Principalmente fartura de peixe. Seu Tezinho nunca foi pescador, mas também já pescou muito. Colocava o anzol na água e pescava surubim, pacamã e "uns douradão que só vendo", mas parou já faz tempo. "Hoje acabou tudo. Os mais velhos ficam triste de ver o rio nessa situação. Os mais novos não ligam porque já conheceram o rio arrasado, ne?"

Naquela época tinha mais que peixe. Tinha vapor e caboclo d'água. Tinha rio cheio. "Uma vez eu fui banhar nesse rio e quase morro. Fazia três anos que eu não nadava nem nada. Eu passei um apuro... Num ficou santo no mundo que eu não chamasse. Quando eu ia afundando eu pensei em pisar na areia, aí eu vi que a água ficou pela cintura (risos). Eu sai caminhando. Parece engraçado, mas é porque naquela época o rio era fundo mesmo. Eu dei foi sorte de parar naquele lugar", rememora. Quem passa pelo São Francisco e sente a água batendo no joelho leva o pensamento pra longe.

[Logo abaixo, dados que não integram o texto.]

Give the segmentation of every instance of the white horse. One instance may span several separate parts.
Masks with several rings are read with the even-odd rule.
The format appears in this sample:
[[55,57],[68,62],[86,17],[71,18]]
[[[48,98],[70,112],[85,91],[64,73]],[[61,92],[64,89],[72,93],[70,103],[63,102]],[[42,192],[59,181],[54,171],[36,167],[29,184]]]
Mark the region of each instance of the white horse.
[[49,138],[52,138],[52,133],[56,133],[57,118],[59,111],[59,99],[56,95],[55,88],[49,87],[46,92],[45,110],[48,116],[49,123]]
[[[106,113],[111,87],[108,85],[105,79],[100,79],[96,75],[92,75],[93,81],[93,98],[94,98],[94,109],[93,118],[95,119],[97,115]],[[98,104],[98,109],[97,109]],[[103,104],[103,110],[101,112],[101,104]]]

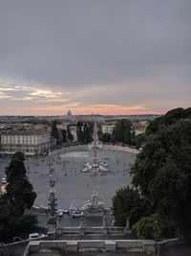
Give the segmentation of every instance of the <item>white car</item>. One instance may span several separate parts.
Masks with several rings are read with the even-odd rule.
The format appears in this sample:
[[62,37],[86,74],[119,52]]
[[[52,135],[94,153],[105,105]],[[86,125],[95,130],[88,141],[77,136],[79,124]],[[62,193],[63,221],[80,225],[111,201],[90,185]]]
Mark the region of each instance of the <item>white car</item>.
[[42,237],[45,237],[44,234],[39,234],[39,233],[32,233],[32,234],[29,234],[29,240],[33,240],[35,238],[42,238]]
[[55,211],[55,216],[56,216],[56,217],[62,218],[63,215],[64,215],[64,213],[63,213],[62,211],[60,211],[60,210],[56,210],[56,211]]
[[7,183],[7,178],[6,177],[2,177],[1,182],[2,182],[2,184],[6,184]]
[[72,213],[72,217],[73,218],[81,218],[81,217],[84,217],[84,213],[83,213],[83,211],[80,211],[80,210],[74,210]]

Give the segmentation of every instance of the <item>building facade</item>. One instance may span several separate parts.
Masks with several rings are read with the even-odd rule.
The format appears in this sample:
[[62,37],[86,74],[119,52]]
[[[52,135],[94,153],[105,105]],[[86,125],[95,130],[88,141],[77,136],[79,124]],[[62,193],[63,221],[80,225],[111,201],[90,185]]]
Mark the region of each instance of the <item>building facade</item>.
[[115,125],[102,125],[101,126],[101,131],[103,133],[112,134],[114,129],[115,129]]
[[22,151],[26,155],[40,154],[54,145],[51,132],[43,130],[15,130],[1,134],[1,153]]

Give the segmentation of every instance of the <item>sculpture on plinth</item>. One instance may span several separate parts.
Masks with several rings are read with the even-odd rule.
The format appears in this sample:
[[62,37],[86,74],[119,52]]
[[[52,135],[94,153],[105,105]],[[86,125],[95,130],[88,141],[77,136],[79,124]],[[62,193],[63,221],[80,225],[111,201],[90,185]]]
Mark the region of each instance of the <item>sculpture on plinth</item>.
[[84,169],[82,172],[109,172],[109,169],[107,168],[107,164],[100,164],[97,161],[96,157],[96,149],[97,149],[97,128],[96,128],[96,123],[95,122],[94,126],[94,144],[93,144],[93,163],[90,164],[89,162],[86,162],[84,164]]
[[82,207],[82,210],[85,213],[103,213],[104,209],[105,203],[99,199],[98,194],[96,191],[93,191],[91,200],[85,201],[85,204]]

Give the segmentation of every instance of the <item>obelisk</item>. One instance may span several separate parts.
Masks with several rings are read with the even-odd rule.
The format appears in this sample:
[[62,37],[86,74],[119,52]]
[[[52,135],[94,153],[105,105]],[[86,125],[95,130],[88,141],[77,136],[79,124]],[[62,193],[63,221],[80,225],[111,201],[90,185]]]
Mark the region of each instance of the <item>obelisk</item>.
[[94,126],[94,148],[93,148],[93,170],[96,170],[98,167],[96,159],[96,123]]

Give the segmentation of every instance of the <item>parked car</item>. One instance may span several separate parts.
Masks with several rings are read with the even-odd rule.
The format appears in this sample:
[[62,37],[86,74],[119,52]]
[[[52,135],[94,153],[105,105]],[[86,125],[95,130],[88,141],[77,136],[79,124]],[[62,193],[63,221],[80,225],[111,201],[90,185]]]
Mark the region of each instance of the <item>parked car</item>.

Parece que junto com o esvaziamento do rio foi-se parte da cultura. Os forrós da cidade são uma recordação distante de quase todos os antigos moradores de Manga. Dos grupos populares só resta o São Gonçalo, que luta para não deixar a tradição morrer. Outros como o Reizado e os Reis do Jaraguaia, de origem quilombola, não existem mais. O secretário de Administração, fazenda e planejamento, Diogo Saraiva, admitem que essas culturas foram se perdendo por causa da "imigração e falta de incentivo".

Foto: André Fossati

Com relação à cultura não-tradicional, Manga faz parte da lista de cidades que tinham cinema. Há 50 anos atrás, na época dos coronéis, havia um cinema local que durou 10 anos. "Quando essas famílias foram perdendo o poder o cinema acabou. Não conseguiu passar de geração para geração", afirma Diogo. A única oportunidade da população de assistir filmes na telona é quando projeto Cinema no Rio vai para a cidade. No dia 12 de setembro, sessão de encerramento do projeto Cinema no Rio, os moradores assistiram aos curtas L e Ernesto no país do futebol e aos longas Rio e Vou rifar meu coração.